We have a A100, V100, A2, and GTX 1050 Ti.
We have tested the V100, A2, and GTX 1050 Ti in different (Windows) systems regarding their FP64 performance.
The V100 and the GTX 1050 Ti behave as expected. But the A2 FP64-performance is lower than that of the GTX 1050 Ti.
According to this information List of Nvidia graphics processing units - Wikipedia the A2 should offer 140 GFLOPS (FP64) and the GTX 1050 Ti ~66 GFLOPS (FP64).
So, it should be at least 2 times faster.
But with CUDA-Z and Matlab I can only achieve ~75% of the FP64-performance of the GTX 1050 Ti.
What’s going wrong here?
" Double-Precision Tensor Cores are among a battery of new capabilities in the NVIDIA Ampere architecture, driving HPC performance as well as AI training and inference to new heights."
Is the A2 spec sheet maybe listing tensor core performance, while the 1050Ti is listing performance of CUDA cores? If so, you’d need a specialized benchmark that makes use of the Tensor cores.
Thanks for the reply.
But using the same benchmark on our A100 (Ampere architecture) even shows better results than expected, not worse.
A2 is limited by power.

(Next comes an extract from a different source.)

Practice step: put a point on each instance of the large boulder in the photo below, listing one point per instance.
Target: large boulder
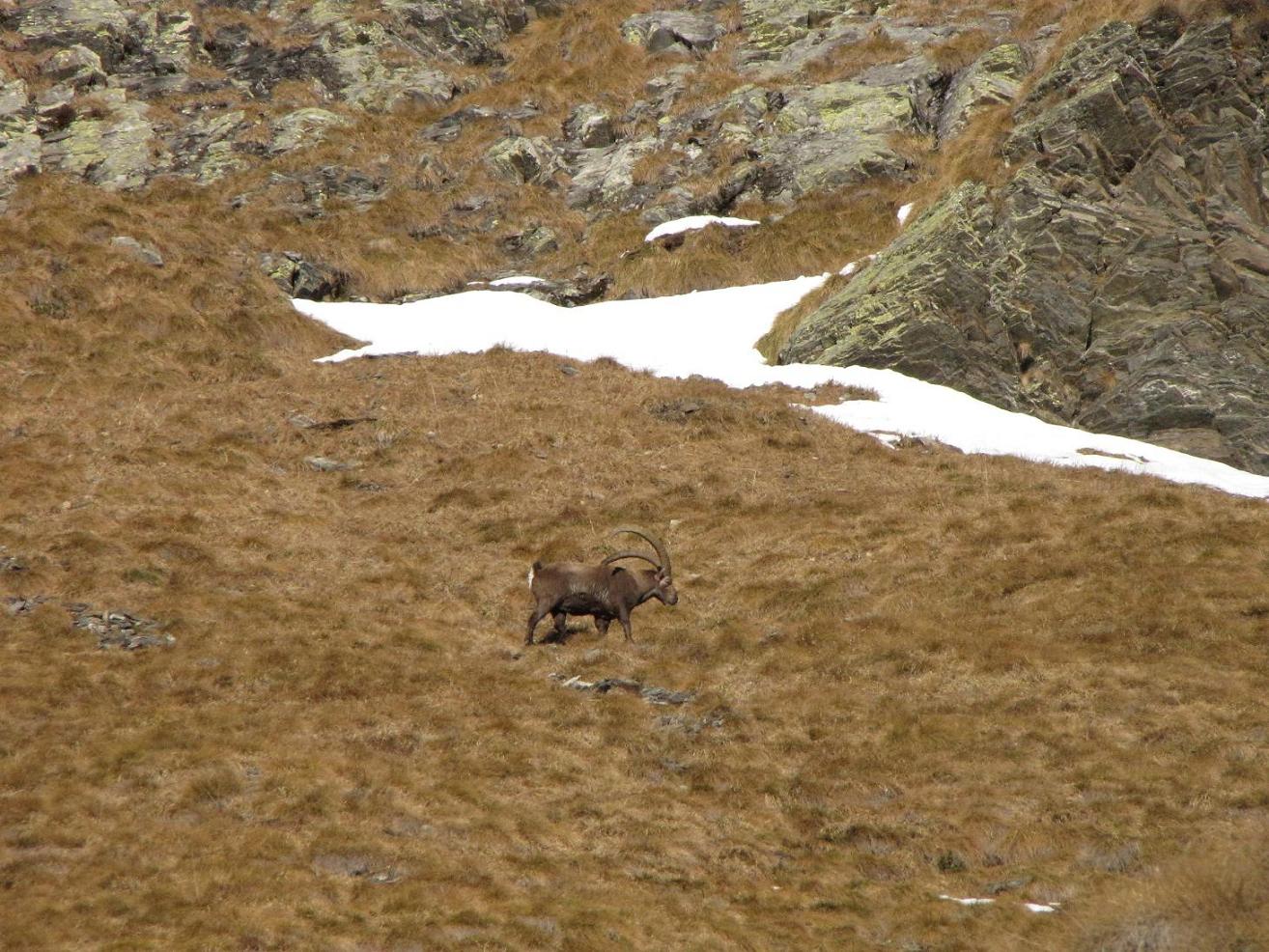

It’s expected that you won’t be able to achieve peak performance.
Here are related threads: 1 2 3
While the A2 is running whatever test you are running, you may wish to use
nvidia-smi -a to see in the section of “clocks throttle reasons” whether power-capping is occurring. If so that is one possible explanation for not achieving whatever you are expecting to achieve.